CETA, un traité en marche silencieuse

Mathilde Androuët

Tribune libre

25 janvier 2020

 Tribune de Mathilde Androuët, Député français au Parlement européen

Lors de la Convention citoyenne sur le climat qui s'est tenue le 10 janvier, Emmanuel Macron a réaffirmé son soutien  inébranlable au traité de libre-échange  entre l'Union européenne et le Canada, le très décrié  CETA (Comprehensive Economic and Trade Agreement), du fait de sa «compatibilité avec (les objectifs en faveur)  du  climat (...) si on ne ratifie pas le CETA, on ne signera plus d’accord avec qui que ce soit ».

Mais la question climatique, si tant est qu'elle est bien posée ici, justifie-t-elle à elle seule cet accord et en fait-elle un traité bénéfique? La réponse est bien évidemment non !

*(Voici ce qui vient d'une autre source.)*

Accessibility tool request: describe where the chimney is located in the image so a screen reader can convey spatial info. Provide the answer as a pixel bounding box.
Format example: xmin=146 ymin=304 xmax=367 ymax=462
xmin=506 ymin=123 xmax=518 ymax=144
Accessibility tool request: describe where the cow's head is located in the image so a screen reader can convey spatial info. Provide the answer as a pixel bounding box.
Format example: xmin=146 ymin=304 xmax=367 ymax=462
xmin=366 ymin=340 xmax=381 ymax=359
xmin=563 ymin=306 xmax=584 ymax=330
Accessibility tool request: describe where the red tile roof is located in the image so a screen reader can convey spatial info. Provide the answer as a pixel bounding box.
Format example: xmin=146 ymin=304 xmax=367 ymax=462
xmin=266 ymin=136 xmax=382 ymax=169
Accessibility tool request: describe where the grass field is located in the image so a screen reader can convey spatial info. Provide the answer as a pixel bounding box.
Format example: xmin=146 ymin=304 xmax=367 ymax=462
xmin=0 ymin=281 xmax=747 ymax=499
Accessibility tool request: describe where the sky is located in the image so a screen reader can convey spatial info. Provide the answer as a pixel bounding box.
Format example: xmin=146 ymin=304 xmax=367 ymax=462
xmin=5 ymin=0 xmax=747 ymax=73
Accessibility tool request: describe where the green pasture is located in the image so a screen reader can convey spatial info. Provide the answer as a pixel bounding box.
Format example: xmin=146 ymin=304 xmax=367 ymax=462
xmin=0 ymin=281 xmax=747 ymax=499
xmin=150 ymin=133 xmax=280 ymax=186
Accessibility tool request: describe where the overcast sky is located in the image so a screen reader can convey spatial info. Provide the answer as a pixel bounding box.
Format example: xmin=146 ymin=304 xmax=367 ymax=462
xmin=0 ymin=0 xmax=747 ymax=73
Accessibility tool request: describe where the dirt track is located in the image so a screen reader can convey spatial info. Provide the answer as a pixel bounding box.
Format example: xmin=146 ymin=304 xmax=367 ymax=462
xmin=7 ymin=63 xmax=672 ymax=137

Le CETA a été  approuvé le 24 janvier 2017  par une large majorité de députés libéraux et socialistes européistes siégeant dans la Commission commerce international du  Parlement européen. A l'époque le président du Parlement européen, Martin Schulz, se réjouissait, à l'instar du président du Conseil européen,  Donald Tusk, qu'au sein de l'UE  « tous les partis socialistes  (soient)  pour ». Le  21 septembre  de cette même année cet accord a  été signé   par Bruxelles et Ottawa. Pour que le CETA entre en vigueur de manière définitive, la ratification  de tous les États membres est prescrite, ce que moins de la moitié des pays ont fait pour le moment. Cependant,  il  s'applique déjà largement depuis 2018, notamment en ce qui concerne les droits de douane qui relèvent de la compétence européenne sans qu'il soit nécessaire d'obtenir le consentement des parlements nationaux.

Il reste des mesures à faire valider par les États membres et pas des moindres, ne serait-ce que son chapitre traitant de la protection des investissements par la mise en place de «tribunaux d’arbitrage» internationaux, laquelle permet aux multinationales  d’attaquer une décision étatique, une loi qu'elles estiment contraire à leurs  intérêts privés. Nous assisterions ainsi à l’avènement d’une justice privée d’exception qui s’imposera à notre droit national. Or, en cas de ratification définitive, et même en cas d'une dénonciation ultérieure du CETA, des clauses dites crépusculaires  prévoient que ces tribunaux d'arbitrages pourront continuer à œuvrer  encore pendant  20 ans!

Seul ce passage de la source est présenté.